Researchers geocoded the street addresses of patients with at least 1 invasive melanoma and providers from 42 North Carolina counties. They examined the association between Breslow thickness and sociodemographic factors, provider supply, and distance to a diagnosing provider. Within a given region, some patients traveled short distances while others traveled much longer distances to their providers.
The median Breslow thickness of 643 eligible cases was 0.6 mm. The median distance to a diagnosing provider was 9 miles, with a range of 0 to 386 miles. For each 1 mile increase in distance, Breslow thickness increased by 0.6 percent. Breslow thickness was also associated with age. It was 19 percent greater for patients aged 51 to 80 years than for those aged 0 to 50 years.

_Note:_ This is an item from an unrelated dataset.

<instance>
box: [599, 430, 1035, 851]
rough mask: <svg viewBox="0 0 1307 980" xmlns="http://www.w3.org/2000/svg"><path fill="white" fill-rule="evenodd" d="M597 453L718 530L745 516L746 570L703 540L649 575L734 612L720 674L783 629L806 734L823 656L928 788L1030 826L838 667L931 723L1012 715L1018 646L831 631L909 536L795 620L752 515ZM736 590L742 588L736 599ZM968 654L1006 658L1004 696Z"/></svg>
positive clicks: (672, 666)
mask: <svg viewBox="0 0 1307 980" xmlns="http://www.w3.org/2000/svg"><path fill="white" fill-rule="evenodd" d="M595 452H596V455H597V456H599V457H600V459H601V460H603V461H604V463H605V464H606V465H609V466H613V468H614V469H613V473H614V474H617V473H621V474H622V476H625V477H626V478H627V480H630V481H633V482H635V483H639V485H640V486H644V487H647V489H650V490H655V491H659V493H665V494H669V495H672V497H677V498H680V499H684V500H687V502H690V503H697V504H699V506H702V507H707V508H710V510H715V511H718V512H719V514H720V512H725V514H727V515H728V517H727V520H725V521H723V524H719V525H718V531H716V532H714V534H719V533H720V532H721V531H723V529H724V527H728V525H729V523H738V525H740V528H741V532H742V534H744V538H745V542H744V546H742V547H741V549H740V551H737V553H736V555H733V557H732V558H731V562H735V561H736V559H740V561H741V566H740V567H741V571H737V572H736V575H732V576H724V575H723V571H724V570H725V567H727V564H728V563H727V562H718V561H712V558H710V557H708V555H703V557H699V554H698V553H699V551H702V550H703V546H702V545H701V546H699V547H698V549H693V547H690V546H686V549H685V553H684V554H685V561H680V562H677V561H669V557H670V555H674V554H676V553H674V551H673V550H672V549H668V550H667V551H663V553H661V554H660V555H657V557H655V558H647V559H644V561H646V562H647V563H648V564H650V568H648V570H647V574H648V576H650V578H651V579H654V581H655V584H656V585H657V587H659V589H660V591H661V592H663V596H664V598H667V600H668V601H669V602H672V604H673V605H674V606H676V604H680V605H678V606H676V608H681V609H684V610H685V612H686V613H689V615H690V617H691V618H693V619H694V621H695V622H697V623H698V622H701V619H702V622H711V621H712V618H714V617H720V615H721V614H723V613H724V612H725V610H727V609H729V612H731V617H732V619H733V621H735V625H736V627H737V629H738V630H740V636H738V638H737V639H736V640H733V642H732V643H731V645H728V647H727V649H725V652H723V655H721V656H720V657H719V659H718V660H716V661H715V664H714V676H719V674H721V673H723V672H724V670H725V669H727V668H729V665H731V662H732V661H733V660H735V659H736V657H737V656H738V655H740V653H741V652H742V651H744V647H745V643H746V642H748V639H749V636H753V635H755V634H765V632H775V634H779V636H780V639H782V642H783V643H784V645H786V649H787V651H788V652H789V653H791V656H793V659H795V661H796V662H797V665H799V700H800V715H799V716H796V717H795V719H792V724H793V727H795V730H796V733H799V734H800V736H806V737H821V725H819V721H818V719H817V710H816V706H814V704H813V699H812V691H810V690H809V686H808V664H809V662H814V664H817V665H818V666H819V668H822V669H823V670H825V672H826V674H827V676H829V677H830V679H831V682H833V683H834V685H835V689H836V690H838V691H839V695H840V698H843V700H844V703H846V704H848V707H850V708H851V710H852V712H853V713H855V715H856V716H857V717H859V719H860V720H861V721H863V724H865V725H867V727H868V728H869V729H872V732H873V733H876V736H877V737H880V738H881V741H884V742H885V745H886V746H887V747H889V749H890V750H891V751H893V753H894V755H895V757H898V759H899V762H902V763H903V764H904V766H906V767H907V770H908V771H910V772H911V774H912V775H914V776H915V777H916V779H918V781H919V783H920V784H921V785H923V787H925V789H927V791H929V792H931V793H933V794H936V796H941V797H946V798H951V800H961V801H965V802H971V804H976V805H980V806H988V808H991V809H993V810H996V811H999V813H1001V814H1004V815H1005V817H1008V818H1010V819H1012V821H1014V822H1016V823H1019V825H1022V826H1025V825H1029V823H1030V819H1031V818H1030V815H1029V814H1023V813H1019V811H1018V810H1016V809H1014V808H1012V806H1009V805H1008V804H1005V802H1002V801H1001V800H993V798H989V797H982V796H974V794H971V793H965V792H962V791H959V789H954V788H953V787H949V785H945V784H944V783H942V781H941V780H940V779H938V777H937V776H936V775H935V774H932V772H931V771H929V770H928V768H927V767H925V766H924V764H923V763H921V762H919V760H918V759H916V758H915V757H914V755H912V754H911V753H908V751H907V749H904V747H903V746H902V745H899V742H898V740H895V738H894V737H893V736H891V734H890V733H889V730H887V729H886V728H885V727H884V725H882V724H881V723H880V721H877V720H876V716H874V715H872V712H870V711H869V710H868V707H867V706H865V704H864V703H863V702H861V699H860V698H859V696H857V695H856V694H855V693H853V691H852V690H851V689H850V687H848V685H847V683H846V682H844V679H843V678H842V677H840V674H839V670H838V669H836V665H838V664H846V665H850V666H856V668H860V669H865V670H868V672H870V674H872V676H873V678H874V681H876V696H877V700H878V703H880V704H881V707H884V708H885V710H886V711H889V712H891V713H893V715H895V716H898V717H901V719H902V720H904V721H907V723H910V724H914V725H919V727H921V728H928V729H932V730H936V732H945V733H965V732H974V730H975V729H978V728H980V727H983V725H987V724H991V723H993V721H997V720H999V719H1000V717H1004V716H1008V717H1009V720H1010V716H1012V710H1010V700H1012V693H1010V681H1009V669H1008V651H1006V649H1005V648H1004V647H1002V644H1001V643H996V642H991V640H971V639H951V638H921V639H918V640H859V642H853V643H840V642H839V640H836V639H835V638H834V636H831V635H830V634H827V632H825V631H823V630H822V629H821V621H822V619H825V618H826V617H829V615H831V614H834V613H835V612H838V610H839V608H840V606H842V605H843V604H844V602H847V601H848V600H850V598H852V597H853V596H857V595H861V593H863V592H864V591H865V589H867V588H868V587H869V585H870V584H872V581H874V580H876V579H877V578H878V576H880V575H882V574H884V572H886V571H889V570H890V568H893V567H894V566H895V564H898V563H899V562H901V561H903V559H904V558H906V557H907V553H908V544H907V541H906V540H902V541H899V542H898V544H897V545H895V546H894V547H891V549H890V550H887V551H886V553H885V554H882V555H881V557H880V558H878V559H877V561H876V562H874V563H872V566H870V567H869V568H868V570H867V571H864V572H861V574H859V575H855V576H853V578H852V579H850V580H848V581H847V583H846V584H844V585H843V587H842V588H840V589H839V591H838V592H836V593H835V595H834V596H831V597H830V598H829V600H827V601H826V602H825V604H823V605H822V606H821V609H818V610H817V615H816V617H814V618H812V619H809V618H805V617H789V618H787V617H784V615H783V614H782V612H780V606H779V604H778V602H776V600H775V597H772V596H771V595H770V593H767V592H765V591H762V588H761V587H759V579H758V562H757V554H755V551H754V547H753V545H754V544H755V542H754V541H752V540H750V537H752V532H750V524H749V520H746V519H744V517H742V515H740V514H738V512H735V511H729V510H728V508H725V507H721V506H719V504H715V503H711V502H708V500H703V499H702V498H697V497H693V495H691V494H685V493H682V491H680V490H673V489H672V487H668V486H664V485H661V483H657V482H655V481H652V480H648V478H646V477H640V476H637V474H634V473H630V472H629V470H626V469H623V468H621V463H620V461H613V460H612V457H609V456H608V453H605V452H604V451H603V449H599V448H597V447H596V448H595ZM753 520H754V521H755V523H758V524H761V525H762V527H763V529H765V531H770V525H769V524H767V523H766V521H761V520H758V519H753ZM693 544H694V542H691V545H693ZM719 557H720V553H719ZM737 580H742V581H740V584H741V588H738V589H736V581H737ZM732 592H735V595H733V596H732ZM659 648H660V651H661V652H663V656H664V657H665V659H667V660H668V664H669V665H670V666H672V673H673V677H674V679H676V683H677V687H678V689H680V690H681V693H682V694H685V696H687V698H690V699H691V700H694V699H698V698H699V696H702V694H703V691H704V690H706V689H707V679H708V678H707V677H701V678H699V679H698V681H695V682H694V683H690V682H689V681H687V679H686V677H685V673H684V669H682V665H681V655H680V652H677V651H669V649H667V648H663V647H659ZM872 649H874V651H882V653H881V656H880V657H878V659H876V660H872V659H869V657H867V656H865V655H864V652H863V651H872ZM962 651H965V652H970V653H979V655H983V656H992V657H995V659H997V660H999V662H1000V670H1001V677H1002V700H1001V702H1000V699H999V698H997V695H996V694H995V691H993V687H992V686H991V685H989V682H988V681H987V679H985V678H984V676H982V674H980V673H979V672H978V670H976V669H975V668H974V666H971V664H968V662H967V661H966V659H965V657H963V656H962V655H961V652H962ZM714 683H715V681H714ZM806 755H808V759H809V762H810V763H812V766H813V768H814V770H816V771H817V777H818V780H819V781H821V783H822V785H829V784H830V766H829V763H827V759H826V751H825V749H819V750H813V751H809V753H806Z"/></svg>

Patient sex, rurality of location, and supply of dermatologists were not associated with Breslow thickness. However, the median Breslow thickness for cases diagnosed by dermatologists (0.5 mm) was significantly less than that diagnosed by surgeons (1.04 mm) or by other providers (0.62 mm).
The study was supported in part by the Agency for Healthcare Research and Quality (T32 HS00032).
See "Distance to diagnosing provider as a measure of access for patients with melanoma," by Karyn B. Stitzenberg, M.D., M.P.H., Nancy E. Thomas, M.D., Ph.D., Kathleen Dalton, Ph.D., and others, in the August 2007 Archives of Dermatology 143(8), pp. 991-998.